Coppe Jean-Philippe, Itahana Yoko, Moore Dan H, Bennington James L, Desprez Pierre-Yves
California Pacific Medical Center, Cancer Research Institute, San Francisco, California 94115, USA.
Clin Cancer Res. 2004 Mar 15;10(6):2044-51. doi: 10.1158/1078-0432.ccr-03-0933.
Id proteins are dominant-negative regulators of basic helix-loop-helix transcription factors that control malignant cell behavior in many different tissues. This study aimed to identify the potential role of Id-1 and Id-2 proteins as molecular makers for prostate cancer progression.
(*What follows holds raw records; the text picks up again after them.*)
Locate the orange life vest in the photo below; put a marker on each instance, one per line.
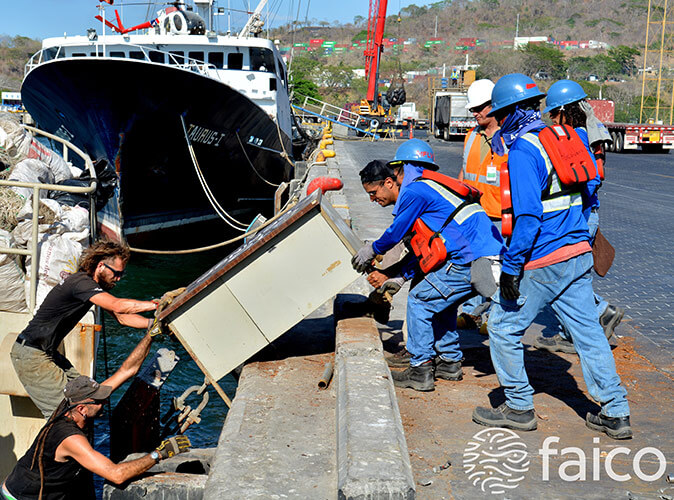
(429, 245)
(569, 165)
(484, 175)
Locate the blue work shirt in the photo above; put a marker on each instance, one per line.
(590, 191)
(474, 237)
(535, 233)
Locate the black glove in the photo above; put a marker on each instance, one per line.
(363, 259)
(509, 286)
(172, 446)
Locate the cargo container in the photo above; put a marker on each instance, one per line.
(650, 137)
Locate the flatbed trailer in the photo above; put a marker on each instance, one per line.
(651, 137)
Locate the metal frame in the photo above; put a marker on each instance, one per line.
(33, 247)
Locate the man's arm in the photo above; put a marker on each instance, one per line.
(79, 448)
(131, 364)
(122, 306)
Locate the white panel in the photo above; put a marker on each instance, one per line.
(291, 279)
(219, 332)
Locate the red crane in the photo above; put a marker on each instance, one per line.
(375, 34)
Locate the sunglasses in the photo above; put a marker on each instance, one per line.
(115, 272)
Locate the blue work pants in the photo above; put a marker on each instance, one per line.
(567, 288)
(431, 314)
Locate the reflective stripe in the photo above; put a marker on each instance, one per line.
(563, 202)
(455, 201)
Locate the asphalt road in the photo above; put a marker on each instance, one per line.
(636, 216)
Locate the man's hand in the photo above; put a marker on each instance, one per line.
(392, 285)
(172, 446)
(509, 286)
(363, 259)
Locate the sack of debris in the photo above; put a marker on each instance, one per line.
(12, 278)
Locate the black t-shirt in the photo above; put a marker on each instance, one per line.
(62, 480)
(63, 307)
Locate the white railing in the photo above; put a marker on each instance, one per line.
(33, 246)
(103, 51)
(325, 109)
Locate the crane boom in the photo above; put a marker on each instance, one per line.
(375, 34)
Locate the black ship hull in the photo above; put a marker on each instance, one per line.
(142, 117)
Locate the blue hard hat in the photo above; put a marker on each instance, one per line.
(417, 151)
(563, 92)
(511, 89)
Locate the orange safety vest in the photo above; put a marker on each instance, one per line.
(484, 175)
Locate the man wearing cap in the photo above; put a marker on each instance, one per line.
(44, 371)
(481, 169)
(54, 465)
(466, 233)
(548, 262)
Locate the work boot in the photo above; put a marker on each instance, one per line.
(419, 378)
(554, 344)
(611, 318)
(448, 370)
(614, 427)
(504, 416)
(400, 359)
(467, 321)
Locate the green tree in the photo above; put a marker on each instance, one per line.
(543, 59)
(624, 57)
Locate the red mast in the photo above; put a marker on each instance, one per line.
(374, 47)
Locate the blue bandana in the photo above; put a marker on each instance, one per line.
(518, 123)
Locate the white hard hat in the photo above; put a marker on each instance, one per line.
(479, 92)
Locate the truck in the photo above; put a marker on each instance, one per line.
(449, 117)
(652, 137)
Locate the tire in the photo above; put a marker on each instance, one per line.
(619, 142)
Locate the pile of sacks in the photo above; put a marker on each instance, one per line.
(63, 230)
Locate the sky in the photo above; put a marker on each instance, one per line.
(46, 18)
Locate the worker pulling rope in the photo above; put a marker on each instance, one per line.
(221, 212)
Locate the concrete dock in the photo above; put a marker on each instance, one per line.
(363, 439)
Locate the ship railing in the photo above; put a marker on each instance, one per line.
(326, 109)
(180, 61)
(32, 249)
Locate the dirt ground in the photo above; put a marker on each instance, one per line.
(439, 428)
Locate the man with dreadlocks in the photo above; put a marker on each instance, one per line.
(42, 370)
(53, 467)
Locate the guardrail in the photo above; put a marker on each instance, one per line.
(32, 250)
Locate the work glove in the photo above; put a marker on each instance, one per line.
(172, 446)
(509, 286)
(596, 131)
(362, 261)
(168, 297)
(392, 285)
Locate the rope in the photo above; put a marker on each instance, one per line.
(221, 212)
(251, 163)
(216, 245)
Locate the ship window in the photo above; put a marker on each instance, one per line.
(178, 57)
(235, 60)
(217, 59)
(261, 60)
(199, 56)
(156, 56)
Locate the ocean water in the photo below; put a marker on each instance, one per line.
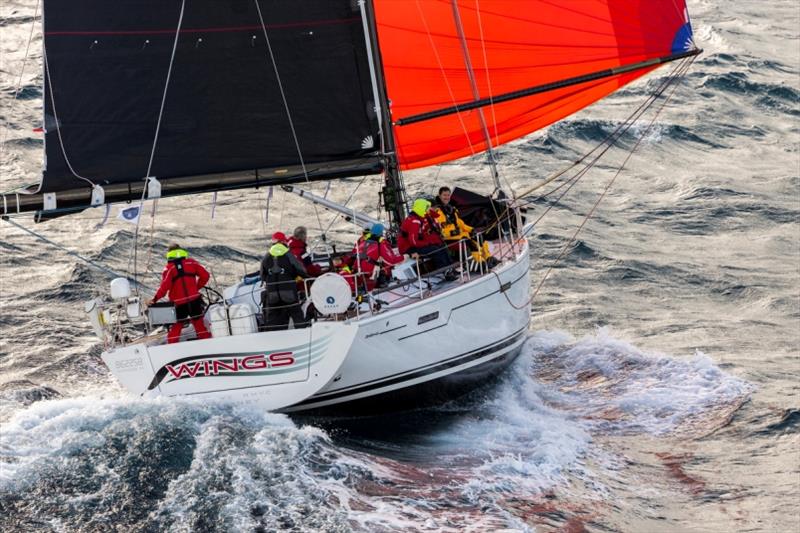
(657, 391)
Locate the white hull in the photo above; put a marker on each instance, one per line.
(458, 336)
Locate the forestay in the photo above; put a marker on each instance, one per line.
(437, 52)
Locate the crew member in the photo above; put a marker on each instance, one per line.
(182, 279)
(376, 257)
(279, 271)
(455, 230)
(419, 234)
(297, 245)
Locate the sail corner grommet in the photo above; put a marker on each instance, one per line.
(49, 201)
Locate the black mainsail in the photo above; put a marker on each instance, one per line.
(202, 95)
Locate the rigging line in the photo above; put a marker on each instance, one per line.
(611, 139)
(610, 136)
(21, 72)
(86, 260)
(488, 76)
(475, 92)
(336, 216)
(57, 125)
(135, 255)
(285, 102)
(608, 186)
(444, 75)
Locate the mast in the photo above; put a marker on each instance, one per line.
(393, 193)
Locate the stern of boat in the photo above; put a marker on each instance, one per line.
(273, 369)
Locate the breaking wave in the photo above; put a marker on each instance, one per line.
(78, 463)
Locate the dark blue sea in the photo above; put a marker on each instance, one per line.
(657, 391)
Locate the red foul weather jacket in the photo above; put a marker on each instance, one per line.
(418, 232)
(182, 279)
(298, 249)
(369, 251)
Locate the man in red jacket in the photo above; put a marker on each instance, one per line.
(297, 245)
(419, 234)
(375, 251)
(182, 278)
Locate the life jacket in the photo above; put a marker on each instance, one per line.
(279, 274)
(417, 232)
(452, 227)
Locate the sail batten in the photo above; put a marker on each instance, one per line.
(107, 65)
(526, 55)
(500, 98)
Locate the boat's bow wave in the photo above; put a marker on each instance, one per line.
(615, 387)
(508, 456)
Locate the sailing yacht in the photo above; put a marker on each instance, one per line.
(159, 99)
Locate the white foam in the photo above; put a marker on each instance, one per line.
(614, 386)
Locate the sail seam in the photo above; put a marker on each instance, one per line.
(444, 76)
(522, 93)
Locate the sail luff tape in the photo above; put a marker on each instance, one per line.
(153, 188)
(98, 196)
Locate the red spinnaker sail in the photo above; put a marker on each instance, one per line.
(511, 45)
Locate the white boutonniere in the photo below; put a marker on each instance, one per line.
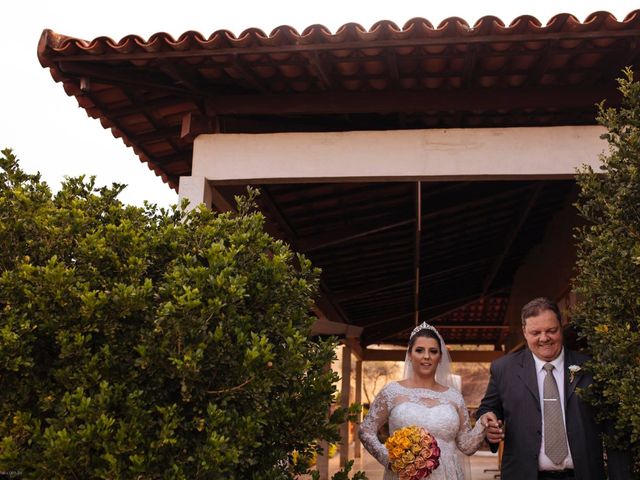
(573, 370)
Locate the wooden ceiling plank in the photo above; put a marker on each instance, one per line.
(387, 102)
(431, 319)
(522, 217)
(344, 235)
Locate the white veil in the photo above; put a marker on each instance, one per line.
(443, 372)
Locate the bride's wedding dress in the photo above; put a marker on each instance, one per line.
(443, 414)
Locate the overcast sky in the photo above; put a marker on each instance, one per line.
(51, 134)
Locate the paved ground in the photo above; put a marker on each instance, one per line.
(475, 470)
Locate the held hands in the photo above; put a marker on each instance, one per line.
(494, 431)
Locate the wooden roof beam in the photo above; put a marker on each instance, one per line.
(373, 289)
(397, 355)
(386, 102)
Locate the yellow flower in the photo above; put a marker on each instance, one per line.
(398, 452)
(408, 457)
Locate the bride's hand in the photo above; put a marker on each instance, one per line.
(493, 426)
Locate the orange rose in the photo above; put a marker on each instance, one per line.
(420, 462)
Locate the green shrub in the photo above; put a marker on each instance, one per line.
(608, 280)
(148, 343)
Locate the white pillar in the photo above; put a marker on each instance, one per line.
(357, 447)
(322, 461)
(344, 403)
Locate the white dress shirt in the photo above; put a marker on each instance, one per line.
(544, 462)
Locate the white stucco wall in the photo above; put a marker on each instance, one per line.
(456, 154)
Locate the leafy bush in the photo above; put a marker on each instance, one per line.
(608, 280)
(150, 343)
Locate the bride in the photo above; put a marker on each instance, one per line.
(425, 398)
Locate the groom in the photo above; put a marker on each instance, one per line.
(531, 404)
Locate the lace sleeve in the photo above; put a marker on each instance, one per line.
(371, 425)
(468, 439)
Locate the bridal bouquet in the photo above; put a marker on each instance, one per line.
(413, 453)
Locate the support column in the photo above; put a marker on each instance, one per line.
(196, 190)
(322, 461)
(344, 403)
(357, 447)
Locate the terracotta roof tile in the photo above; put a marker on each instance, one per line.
(415, 76)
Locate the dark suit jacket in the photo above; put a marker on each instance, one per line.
(513, 396)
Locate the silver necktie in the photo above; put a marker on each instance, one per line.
(555, 437)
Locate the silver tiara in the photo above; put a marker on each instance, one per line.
(424, 326)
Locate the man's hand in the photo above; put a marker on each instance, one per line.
(494, 431)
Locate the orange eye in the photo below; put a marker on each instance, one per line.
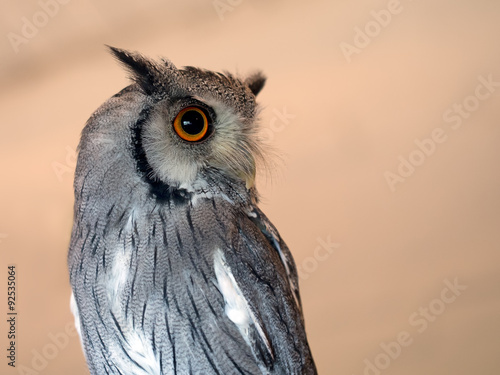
(191, 124)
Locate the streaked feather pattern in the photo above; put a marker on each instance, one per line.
(174, 276)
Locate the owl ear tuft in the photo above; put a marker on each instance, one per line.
(256, 82)
(146, 73)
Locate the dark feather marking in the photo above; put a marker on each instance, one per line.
(155, 256)
(117, 326)
(210, 360)
(176, 303)
(172, 341)
(193, 303)
(235, 364)
(161, 191)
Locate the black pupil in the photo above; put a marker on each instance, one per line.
(192, 122)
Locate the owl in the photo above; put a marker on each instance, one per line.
(174, 268)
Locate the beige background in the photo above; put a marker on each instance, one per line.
(352, 121)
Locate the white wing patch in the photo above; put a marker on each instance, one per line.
(76, 314)
(237, 308)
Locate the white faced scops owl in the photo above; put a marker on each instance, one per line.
(174, 268)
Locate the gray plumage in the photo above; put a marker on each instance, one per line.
(174, 268)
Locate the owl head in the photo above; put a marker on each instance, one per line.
(196, 123)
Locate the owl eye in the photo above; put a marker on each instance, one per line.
(191, 124)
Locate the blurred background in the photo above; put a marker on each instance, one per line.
(386, 114)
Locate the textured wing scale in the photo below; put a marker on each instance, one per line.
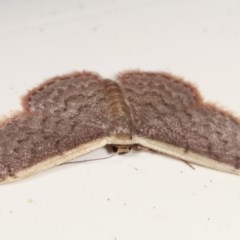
(71, 115)
(169, 116)
(63, 118)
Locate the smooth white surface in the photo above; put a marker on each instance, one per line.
(139, 195)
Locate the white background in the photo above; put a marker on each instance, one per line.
(139, 195)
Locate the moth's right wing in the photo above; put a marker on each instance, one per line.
(170, 117)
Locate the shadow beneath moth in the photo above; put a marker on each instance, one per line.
(71, 115)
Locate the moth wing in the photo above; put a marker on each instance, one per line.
(63, 118)
(170, 117)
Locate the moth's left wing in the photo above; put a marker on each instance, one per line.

Using the technique of immunohistochemistry, we determined Id-1 and Id-2 expression in a panel of 67 human prostate biopsies. We also manipulated Id-1 and Id-2 expression in LNCaP and PC3 prostate cancer cell lines and determined the effects on invasion in vitro, matrix metalloproteinase secretion, and proliferation.
Both Id-1 and Id-2 proteins were up-regulated during human prostate cancer progression in vivo and were overexpressed in highly aggressive prostate cancer cells. In vitro, constitutive expression of Id-1, and to a lesser extent Id-2, converted nonaggressive LNCaP prostate cancer cells into more proliferative and invasive cells and increased their secretion of matrix metalloproteinases. Conversely, the down-regulation of Id-2 expression in highly metastatic PC3 cells reduced their growth potential and invasiveness.
We propose that both Id-1 and Id-2 proteins control prostate cancer cell phenotypes and could serve as molecular markers of aggressive human prostate cancer.
Id蛋白是碱性螺旋-环-螺旋转录因子的显性负调控因子,可控制多种不同组织中的恶性细胞行为。本研究旨在确定Id-1和Id-2蛋白作为前列腺癌进展分子标志物的潜在作用。
利用免疫组织化学技术,我们测定了67例人类前列腺活检样本中Id-1和Id-2的表达。我们还在LNCaP和PC3前列腺癌细胞系中调控Id-1和Id-2的表达,并确定其对体外侵袭、基质金属蛋白酶分泌和增殖的影响。
在人类前列腺癌体内进展过程中,Id-1和Id-2蛋白均上调,且在高侵袭性前列腺癌细胞中过表达。在体外,Id-1的组成性表达以及程度较轻的Id-2表达,将非侵袭性LNCaP前列腺癌细胞转化为增殖性和侵袭性更强的细胞,并增加其基质金属蛋白酶的分泌。相反,高转移性PC3细胞中Id-2表达的下调降低了其生长潜力和侵袭性。
我们认为Id-1和Id-2蛋白均控制前列腺癌细胞表型,并可作为侵袭性人类前列腺癌的分子标志物。